Alexis Madrigal of the COVID Tracking Project noted on Twitter that Don Jr.’s comments “may result from a common misinterpretation of CDC provisional death counts.”

“The data for recent weeks is always incomplete, so recent weeks always decline. The CDC notes this in official charts,” he wrote, adding that although “fatality rates are down,” states have reported more than 700 deaths per day since mid-July.

Don Jr. went on to tout treatments like Remdesivir, which is has been limited only to the sickest patients and failed to prevent deaths from the virus in a recent large-scale study sponsored by the World Health Organization.

“We’ve gotten control of this thing,” Don Jr. falsely claimed amid the highest nationwide spikes in infections yet. “We understand how it works. They have the therapeutics to be able to deal with this. If you look at that — look at my Instagram — it’s gone to almost nothing. We’re outperforming Europe in a positive way — so well, because we’ve gotten ahold of this.”

Dr. Anthony Fauci, the director of the National Institute of Allergy and Infectious Diseases and a member of the White House coronavirus task force, issued a stark warning debunking Don Jr.’s claim in a Wednesday interview with CNBC.

“We are on a very difficult trajectory. We’re going in the wrong direction,” Fauci said. “If things do not change — if they continue on the course we’re on — there’s going to be a whole lot of pain in this country with regard to additional cases, and hospitalizations and deaths.”

“Things are very, very bad in the United States right now,” Dr. Ashish Jha, Brown University’s dean of public health, told Reuters. “We are having some of the largest breakouts that we’ve had during the entire pandemic . . . And nine, 10 months into this pandemic, we are still largely not quite prepared.”

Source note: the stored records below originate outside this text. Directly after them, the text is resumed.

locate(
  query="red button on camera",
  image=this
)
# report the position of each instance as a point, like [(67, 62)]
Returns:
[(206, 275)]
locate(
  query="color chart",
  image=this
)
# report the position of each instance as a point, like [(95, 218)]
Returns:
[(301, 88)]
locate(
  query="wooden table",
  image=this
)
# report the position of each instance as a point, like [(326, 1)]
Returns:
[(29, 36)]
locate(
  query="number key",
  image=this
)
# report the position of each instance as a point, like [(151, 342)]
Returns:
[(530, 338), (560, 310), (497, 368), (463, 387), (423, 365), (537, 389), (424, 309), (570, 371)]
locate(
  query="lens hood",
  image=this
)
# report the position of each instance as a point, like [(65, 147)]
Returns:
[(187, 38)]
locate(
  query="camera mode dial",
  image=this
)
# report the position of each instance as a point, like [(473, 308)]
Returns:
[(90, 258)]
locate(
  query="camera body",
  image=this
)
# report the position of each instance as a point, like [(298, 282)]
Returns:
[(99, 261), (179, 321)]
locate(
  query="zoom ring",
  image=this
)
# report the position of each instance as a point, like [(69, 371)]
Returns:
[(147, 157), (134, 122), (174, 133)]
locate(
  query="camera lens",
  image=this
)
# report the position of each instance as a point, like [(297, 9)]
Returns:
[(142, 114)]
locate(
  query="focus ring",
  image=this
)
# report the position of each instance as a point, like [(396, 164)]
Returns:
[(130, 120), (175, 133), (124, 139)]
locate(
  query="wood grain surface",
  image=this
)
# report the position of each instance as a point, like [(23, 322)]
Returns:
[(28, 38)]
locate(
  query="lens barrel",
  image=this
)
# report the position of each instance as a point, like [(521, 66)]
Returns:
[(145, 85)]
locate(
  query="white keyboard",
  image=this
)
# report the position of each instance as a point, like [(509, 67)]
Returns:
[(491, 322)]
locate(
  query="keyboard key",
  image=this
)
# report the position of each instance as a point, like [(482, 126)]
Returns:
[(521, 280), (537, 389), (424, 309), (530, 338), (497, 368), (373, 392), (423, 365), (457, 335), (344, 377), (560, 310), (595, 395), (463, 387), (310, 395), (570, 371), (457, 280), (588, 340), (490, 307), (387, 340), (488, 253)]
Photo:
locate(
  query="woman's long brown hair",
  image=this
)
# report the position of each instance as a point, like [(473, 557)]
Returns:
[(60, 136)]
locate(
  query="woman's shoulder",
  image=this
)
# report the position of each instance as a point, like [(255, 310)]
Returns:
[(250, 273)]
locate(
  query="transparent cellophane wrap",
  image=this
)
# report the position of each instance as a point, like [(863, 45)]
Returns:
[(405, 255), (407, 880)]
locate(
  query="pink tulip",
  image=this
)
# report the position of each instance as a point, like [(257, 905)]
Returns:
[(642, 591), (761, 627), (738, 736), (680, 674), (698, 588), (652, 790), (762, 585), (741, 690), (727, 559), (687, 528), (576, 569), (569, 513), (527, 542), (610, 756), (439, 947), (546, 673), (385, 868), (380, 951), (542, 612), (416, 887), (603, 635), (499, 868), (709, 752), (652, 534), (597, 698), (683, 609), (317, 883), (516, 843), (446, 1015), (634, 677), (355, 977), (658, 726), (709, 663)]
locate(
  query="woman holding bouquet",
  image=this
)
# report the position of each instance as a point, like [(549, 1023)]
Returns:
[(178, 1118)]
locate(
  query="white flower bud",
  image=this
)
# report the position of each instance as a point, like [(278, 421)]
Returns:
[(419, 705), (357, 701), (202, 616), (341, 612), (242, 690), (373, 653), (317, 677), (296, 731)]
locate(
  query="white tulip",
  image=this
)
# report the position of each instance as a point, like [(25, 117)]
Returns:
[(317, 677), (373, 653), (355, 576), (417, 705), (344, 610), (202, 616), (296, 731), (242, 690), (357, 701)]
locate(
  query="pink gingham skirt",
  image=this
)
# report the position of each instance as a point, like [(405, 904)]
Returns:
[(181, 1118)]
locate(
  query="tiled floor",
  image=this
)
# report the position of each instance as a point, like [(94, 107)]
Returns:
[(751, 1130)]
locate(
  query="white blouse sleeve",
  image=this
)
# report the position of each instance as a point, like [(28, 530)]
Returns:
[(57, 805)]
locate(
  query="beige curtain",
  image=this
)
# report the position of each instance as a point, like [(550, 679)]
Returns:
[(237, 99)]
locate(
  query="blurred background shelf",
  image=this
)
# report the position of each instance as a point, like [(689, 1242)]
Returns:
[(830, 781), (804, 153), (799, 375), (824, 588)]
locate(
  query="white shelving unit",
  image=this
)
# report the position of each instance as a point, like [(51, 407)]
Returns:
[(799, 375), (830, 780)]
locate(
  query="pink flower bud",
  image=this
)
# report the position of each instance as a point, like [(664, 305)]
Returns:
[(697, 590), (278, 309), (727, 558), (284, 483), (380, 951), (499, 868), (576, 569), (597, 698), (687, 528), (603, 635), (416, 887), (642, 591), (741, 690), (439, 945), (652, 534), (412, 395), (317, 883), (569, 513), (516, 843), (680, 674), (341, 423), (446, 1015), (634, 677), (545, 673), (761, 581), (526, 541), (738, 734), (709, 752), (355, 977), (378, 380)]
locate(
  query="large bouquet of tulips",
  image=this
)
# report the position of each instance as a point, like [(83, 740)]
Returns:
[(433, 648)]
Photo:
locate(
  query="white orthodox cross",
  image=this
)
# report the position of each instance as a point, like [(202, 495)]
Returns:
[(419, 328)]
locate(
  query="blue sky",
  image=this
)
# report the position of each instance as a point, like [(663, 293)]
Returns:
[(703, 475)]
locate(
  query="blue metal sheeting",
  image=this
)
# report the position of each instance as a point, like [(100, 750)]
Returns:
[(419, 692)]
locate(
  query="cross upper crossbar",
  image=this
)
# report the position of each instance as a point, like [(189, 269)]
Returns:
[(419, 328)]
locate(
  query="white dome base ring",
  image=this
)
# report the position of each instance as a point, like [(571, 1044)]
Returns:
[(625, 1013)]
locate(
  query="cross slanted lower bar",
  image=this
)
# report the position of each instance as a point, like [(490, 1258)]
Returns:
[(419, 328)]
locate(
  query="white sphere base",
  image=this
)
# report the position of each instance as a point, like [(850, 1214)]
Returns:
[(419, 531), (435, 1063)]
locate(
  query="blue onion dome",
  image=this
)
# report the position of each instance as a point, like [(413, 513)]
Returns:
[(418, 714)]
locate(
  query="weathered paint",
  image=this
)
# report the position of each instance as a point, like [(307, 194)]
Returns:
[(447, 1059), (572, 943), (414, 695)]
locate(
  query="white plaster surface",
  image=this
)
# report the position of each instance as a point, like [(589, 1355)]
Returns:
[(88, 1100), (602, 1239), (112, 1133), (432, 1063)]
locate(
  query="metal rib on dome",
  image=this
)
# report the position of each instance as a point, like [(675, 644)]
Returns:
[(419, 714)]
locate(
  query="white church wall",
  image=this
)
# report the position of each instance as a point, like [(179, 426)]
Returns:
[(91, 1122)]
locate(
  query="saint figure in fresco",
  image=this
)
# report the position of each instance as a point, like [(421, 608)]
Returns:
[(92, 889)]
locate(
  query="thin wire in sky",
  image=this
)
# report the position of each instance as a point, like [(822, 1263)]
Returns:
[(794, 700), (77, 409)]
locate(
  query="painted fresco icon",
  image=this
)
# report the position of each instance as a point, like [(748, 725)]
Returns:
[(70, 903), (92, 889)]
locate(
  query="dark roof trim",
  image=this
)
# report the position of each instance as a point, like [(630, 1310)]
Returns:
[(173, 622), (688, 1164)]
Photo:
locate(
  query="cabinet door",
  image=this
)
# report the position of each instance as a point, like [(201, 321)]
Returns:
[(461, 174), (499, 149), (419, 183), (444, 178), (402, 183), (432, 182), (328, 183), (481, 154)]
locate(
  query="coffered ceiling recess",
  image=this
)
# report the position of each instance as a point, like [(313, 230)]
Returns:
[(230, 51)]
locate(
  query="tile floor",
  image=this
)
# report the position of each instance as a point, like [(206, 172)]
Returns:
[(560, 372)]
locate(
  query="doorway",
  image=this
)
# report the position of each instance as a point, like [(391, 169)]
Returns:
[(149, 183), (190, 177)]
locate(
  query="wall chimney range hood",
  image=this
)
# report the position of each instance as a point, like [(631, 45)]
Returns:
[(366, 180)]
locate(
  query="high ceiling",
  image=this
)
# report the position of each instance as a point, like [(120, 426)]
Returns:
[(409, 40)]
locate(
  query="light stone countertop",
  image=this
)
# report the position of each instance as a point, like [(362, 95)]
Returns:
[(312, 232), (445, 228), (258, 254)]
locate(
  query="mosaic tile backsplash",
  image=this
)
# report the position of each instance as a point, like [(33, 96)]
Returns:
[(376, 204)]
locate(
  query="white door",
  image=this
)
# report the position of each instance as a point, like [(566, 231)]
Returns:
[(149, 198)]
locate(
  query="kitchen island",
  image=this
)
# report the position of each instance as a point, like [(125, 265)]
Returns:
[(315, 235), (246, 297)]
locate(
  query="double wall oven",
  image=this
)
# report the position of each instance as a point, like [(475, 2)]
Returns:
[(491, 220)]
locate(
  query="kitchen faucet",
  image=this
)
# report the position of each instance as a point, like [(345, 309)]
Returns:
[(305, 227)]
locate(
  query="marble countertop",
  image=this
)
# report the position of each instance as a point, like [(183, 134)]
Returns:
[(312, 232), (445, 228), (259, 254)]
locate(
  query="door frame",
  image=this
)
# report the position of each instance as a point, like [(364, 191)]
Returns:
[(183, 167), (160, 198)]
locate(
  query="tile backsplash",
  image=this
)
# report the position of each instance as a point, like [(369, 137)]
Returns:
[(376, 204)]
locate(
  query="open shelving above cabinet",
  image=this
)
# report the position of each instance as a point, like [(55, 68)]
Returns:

President Donald Trump has also tried to downplay the threat posed by the virus as the U.S. enters its third wave of infections — by far largest — resulting in some of his tweets being labeled as “misinformation.” His new top coronavirus adviser, Dr. Scott Atlas, a neuroradiologist with no background in infectious diseases who has pushed the discredited and unethical “herd immunity” strategy, has also been forced to remove tweets labeled as misinformation. Dr. Deborah Birx, who had taken a leading role in the coronavirus task force, has refused to participate in meetings with Atlas, whose dubious claims are often parroted by Trump, because of his “misleading” claims, according to CNN.

While Trump and his allies have tried to downplay the pandemic, which he has mismanaged since the beginning, in an apparent effort to win over voters ahead of next week’s election, the rhetoric and lack of response to the uncontrolled outbreaks in the Midwest and elsewhere may be having the opposite effect.

Some Trump supporters in the crucial swing state of Wisconsin, which has had some of the biggest spikes in cases in recent weeks, are quickly souring on the president, according to The Daily Beast.

“COVID has had a huge impact here in Wisconsin and the county I live in. I just bought a farm and am struggling to keep my animals fed and keep the farm going well,” Teri Leschner, a resident of Sharon, Wisconsin, told the outlet. “Trump, I feel, has lied to us all. He said he cares about the smaller family farmers, but we have not seen any help nor caring.”

Rich Thau of the Swing Voter Project, which polls voters monthly in key states, estimated that about 25% of former Obama voters who backed Trump in 2016 would vote for Democratic nominee Joe Biden this time around.

“Most are doing it based upon dissatisfaction with the president’s handling of the pandemic,” he told The Daily Beast, “not out of a particular fondness for Biden himself.”